The trend today seems to be moving away from a centralized "church" to a scattered smattering of lone ranger Christians trying to change their world by themselves. This trend is emphasized in a positive light in George Barna's book, Revolution.
But is it a positive thing? In an interview with Willow Creek's Magazine, "Willow" (vol. 13, Iss. 1), Barna asserts "...the role of the church is to help people honor Jesus Christ. It is meant to support each person's efforts to be Christ-like." ("Willow" vol. 13, Iss. 1, p.35) He continues to say that, "...expecting that person to be committed to that congregation leads to problems."
Is the church a bunch of individuals doing his or her best to honor Jesus Christ, or is the church one body connected by one Spirit with specific commands for organization and practice? If this trend continues, where are the individual Christ-like "Revolutionaries" going to join together for worship and encouragement? Are we more effective individually or collectively? What about unity of the believers? How will that be accomplished?
I am not advocating that the current practices of the church are flawless, nor do I think we are limited to stay within our own church walls. The heart for the lost is the heart of Christ. But Jesus was different than us in that He was calling followers for Himself. In this truth, we should consider ourselves more like the church in Acts than being "Christ-like", because we are not calling followers for ourselves, but building the church that was begun in the book of Acts.
1. It was a church united. (Acts 2:42)
2. It was a church with a mission. (Acts 1:8)
3. It was a church that was effective and powerful. (Acts 2:43,47)
4. It was a church that prayed together, daily. (Acts 3:1)
5. It was a church that took care of each other. (Acts 4:32)
6. It was a church that had accountability. (Acts 5:1-11)
7. It was a church that was organized. (Acts 6:1-6)
8. It was a church that was centralized. (Acts 8:14;Acts 14:4)
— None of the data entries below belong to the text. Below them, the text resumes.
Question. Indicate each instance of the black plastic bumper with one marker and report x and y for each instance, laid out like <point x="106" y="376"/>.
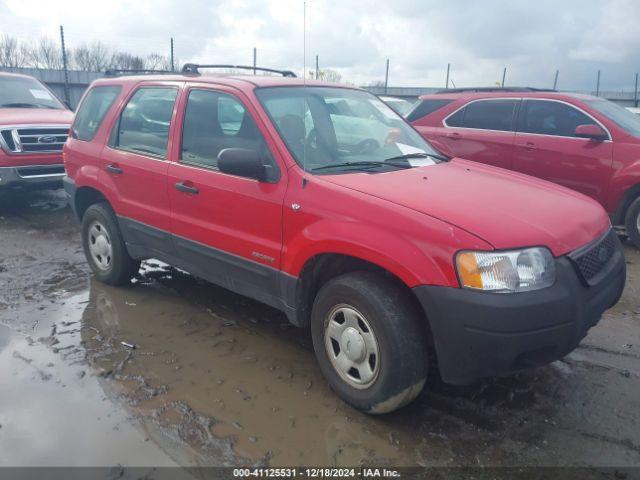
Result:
<point x="480" y="334"/>
<point x="70" y="187"/>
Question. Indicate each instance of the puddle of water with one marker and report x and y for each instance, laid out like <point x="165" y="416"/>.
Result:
<point x="51" y="412"/>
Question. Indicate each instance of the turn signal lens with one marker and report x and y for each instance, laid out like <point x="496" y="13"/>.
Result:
<point x="504" y="272"/>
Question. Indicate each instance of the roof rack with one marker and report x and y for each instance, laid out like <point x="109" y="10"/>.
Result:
<point x="494" y="89"/>
<point x="114" y="72"/>
<point x="193" y="68"/>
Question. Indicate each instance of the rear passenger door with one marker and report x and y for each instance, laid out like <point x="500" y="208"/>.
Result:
<point x="546" y="147"/>
<point x="135" y="167"/>
<point x="482" y="131"/>
<point x="227" y="228"/>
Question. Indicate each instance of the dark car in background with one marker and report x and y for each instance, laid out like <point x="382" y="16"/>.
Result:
<point x="34" y="125"/>
<point x="580" y="141"/>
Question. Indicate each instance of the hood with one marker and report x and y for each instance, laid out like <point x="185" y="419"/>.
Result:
<point x="34" y="116"/>
<point x="504" y="208"/>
Decentralizing the church is a dangerous trend. The organized church may fail once in a while, and will always have flaws because of the human condition. But it is exactly that flawed condition that demands we be answerable and connected with each other in organized, centralized and accountable fashion. Decentralizing and the church is deconstructing the church. How dare we destroy the body of Christ in this way?